この作品の最大の特徴と魅力は、「変形キャンバス」という形状にあります。

通常、キャンバスといえば長方形や正方形が一般的ですが、マスダさんは木枠の段階からご自身で制作し、このユニークな形を作り出しています。

つまり、描かれた絵柄だけでなく、「この形であること」自体が作品の一部なんです。


 「もったいない」という直感

マスダさんとお話しした際、Art Capsule(高品質アクリルフレーム)にご興味をお持ちでした。

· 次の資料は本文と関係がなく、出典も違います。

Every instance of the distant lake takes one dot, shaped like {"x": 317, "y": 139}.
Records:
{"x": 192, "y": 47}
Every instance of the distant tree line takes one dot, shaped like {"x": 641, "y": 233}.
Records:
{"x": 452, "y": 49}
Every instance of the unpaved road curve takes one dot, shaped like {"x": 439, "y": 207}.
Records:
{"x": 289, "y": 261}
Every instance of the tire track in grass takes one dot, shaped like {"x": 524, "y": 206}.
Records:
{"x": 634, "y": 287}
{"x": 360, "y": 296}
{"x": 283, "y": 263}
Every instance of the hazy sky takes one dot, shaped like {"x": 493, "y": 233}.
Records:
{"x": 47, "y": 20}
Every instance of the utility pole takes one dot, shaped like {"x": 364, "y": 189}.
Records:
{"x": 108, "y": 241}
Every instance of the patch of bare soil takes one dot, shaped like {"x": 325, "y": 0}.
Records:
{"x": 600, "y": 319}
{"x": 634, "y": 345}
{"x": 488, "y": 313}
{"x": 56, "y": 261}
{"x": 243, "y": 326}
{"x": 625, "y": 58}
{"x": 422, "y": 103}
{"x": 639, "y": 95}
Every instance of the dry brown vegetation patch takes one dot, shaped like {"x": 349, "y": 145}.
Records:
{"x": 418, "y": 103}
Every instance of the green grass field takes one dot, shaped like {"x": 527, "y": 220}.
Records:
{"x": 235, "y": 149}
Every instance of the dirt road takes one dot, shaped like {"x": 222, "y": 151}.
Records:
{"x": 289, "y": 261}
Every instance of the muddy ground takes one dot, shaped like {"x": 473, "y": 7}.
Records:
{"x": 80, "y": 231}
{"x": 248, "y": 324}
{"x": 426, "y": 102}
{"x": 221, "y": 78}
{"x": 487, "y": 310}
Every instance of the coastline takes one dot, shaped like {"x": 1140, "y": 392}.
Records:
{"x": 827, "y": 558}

作品を美しく保護できる透明なアクリルフレーム。確かに、それは理想的な選択です。

でも、私はその瞬間、ある想いが浮かびました。

「この作品を、ただ四角いカプセルに収めてしまうのは、もったいない。」



せっかくマスダさんが木枠から手作りした、この自由な形。  
それを四角い透明な箱に収めるより、作品の輪郭そのものを光で装飾したほうが面白いのではないか。

作品が持つポップなエネルギーと遊び心を、もっと拡張できるはず。そう考えました。


2. 「作品の輪郭」を光で装飾する

↑ご提案した額装イメージ画像


そこでご提案したのが、「Art Capsuleのバックプレートを、作品単体の壁面装飾として使う」というアイデアです。

本来、Art Capsule(アクリルフレーム)の背面パーツとして使うバックプレート。
これを、フレームケースには入れず、作品と一体化させて壁に掛けることにしました。

作品の輪郭をなぞるように形を設計し、色付きアクリル板を変形カット。
作品の背後から少しはみ出すように配置することで、まるで光の額縁のような効果が生まれます。

狙いは3つ

① 形状の強調
作品のアウトラインを一回り大きく縁取ることで、変形キャンバスの面白さがより際立ちます。

② 浮遊感の演出 
作品を壁から少し浮かせることで、壁に飾ったときに光が回り込み、まるで空中に浮いているような軽やかさが生まれます。

③ 光の装飾
今回使用したのはネオンオレンジ。カットした断面(小口)がネオンのように発光し、作品のポップな世界観と響き合います。


額装設計のこだわり

・作品の立体感を最大化する「厚み設計」
5mm厚の集光アクリルを選定。薄すぎず厚すぎない、光の屈折が最も美しいバランスを実現しています。

・大判変形カットへの対応力
通常の額装では断念されがちな変形・大型サイズにも対応できることが、私たちの強みです。

・断面仕上げの美しさ
カット面の滑らかさが、エッジの発光品質を左右します。荒い仕上げでは光が散乱してしまうため、鏡面に近い滑らかさで光の道筋を整えています。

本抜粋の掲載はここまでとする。